Bien que la vigilance ait été allégée dans le Sud-Ouest où les vents se sont apaisés, des préoccupations demeurent en raison des débordements possibles dans le bassin de la Garonne.
Cette tempête intense a causé la perte tragique d'un routier de 55 ans, touché mortellement par une branche qui a traversé son pare-brise, et a gravement blessé un agent territorial de 59 ans lors d'une intervention à Castelsarrasin, selon la préfecture.
Météo France a qualifié cet événement de "tempête d'une force peu commune", avec des rafales atteignant jusqu'à 160 km/h sur le littoral, avant de commencer à faiblir en début d'après-midi de jeudi.
L'alerte rouge concernant les vents violents a été levée dans l'Aude, les Pyrénées-Orientales et la Principauté d'Andorre, mais la Savoie reste en alerte rouge en raison des risques d'avalanches.
Nils a généré des pluies considérables responsables d'un "risque de crue majeure" dans des zones comme Marmande (Lot-et-Garonne) et a causé des "débordements importants" dans le bassin de la Garonne, déjà saturé d'eau suite aux pluies abondantes du début d'année.
- "Vigilance absolue" -
Bruno Marty, maire de La Réole (Gironde), a souligné à l'AFP que la tempête compromettait l'écoulement normal des eaux, nécessitant une vigilance accrue car les conséquences restent imprévisibles.

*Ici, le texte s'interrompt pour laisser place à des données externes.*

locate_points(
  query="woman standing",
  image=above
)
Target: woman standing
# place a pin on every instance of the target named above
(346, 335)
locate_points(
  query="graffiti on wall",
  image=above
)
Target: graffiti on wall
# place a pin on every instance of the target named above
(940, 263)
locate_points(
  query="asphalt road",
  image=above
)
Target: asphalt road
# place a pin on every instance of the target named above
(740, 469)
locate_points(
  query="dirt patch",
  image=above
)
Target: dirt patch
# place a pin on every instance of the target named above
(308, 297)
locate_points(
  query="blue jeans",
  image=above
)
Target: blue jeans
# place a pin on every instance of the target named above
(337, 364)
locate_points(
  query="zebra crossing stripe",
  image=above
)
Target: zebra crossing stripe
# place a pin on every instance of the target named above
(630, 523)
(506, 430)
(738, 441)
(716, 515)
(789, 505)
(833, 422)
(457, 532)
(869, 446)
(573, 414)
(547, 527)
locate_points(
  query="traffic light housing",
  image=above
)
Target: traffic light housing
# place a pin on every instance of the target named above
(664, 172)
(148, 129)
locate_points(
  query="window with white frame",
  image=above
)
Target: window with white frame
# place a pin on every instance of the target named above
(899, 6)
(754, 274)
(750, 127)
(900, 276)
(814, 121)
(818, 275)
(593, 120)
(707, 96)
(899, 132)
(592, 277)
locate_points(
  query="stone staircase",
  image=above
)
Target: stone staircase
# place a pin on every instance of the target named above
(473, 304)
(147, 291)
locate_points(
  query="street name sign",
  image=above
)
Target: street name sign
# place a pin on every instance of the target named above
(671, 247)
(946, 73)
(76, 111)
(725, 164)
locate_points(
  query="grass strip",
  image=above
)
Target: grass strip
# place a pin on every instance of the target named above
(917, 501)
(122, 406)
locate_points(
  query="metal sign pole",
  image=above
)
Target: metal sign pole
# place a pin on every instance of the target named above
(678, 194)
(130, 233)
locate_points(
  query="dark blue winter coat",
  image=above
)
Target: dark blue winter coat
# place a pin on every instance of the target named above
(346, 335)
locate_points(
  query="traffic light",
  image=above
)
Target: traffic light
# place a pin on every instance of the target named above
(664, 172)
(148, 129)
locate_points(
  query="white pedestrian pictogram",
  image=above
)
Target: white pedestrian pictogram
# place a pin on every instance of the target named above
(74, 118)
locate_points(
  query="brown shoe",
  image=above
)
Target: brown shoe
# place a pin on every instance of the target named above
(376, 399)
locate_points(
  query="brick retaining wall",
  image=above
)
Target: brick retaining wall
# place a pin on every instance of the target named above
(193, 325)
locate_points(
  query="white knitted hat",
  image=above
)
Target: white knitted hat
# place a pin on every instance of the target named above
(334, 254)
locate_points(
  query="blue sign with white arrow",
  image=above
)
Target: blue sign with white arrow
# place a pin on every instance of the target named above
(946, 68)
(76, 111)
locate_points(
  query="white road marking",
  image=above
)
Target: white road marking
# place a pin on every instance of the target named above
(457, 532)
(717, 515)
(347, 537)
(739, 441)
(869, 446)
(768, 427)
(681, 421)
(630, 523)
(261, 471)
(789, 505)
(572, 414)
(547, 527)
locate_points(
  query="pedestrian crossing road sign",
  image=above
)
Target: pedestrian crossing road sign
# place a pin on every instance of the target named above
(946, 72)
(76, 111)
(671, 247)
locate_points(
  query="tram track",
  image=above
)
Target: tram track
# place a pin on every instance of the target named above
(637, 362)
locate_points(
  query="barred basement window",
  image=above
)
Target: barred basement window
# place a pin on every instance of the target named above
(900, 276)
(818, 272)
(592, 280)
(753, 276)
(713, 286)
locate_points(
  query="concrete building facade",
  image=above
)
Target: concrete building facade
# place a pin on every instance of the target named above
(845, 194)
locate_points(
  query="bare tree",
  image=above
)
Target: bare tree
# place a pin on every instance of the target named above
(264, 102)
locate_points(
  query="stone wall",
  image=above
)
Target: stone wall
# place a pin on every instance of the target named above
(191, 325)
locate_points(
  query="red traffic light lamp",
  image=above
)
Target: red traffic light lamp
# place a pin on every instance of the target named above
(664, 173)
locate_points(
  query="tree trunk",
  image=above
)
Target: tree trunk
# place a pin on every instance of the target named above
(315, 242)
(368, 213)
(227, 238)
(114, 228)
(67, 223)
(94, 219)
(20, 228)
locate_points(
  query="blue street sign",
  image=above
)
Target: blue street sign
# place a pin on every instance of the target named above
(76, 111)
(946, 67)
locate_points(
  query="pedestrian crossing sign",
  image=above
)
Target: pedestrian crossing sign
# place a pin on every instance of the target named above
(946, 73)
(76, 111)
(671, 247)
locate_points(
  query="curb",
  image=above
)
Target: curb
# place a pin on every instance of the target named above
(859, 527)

Les vents violents ont engendré de multiples chutes d'arbres, causant d'importantes coupures d'électricité. À 18h30 jeudi, environ 550 000 foyers étaient privés de courant, la majorité se trouvant en Occitanie et Nouvelle-Aquitaine, selon Enedis.
Un incident notable a eu lieu à Sète, où une grue de plusieurs centaines de tonnes s'est écrasée dans le port de commerce, comme l’a rapporté Olivier Carmes, directeur de l'infrastructure.
À Perpignan, le stade Aimé Giral a également subi les effets dévastateurs des rafales, avec des poteaux fauchés.
Les habitants ont vécu cette tempête de manière mémorable. Eugénie Ferrier, 32 ans, résidente de Roaillan en Gironde, a partagé son expérience : « Dans la nuit, on entendait les tuiles qui se soulevaient. C'était impressionnant. »
La tempête a eu des répercussions sur les réseaux de transport. Sur l'autoroute A9, un camion a heurté un arbre, causant des blessures légères au conducteur. Des interruptions temporaires de circulation ont été constatées sur plusieurs routes et liaisons ferroviaires, tandis que les liaisons maritimes entre la Corse et le continent étaient suspendues.
L'île de Corse est sous vigilance orange en raison de prévisions de rafales atteignant 100 à 140 km/h, voire 150 km/h dans certains endroits. Dans les Alpes, notamment la Savoie, l'alerte rouge est maintenue à cause des risques d’avalanches jusqu'à jeudi soir.
Cette tempête, qui illustre la puissance des phénomènes climatiques, a profondément marqué les esprits et souligne l'importance de la préparation face à des événements extrêmes.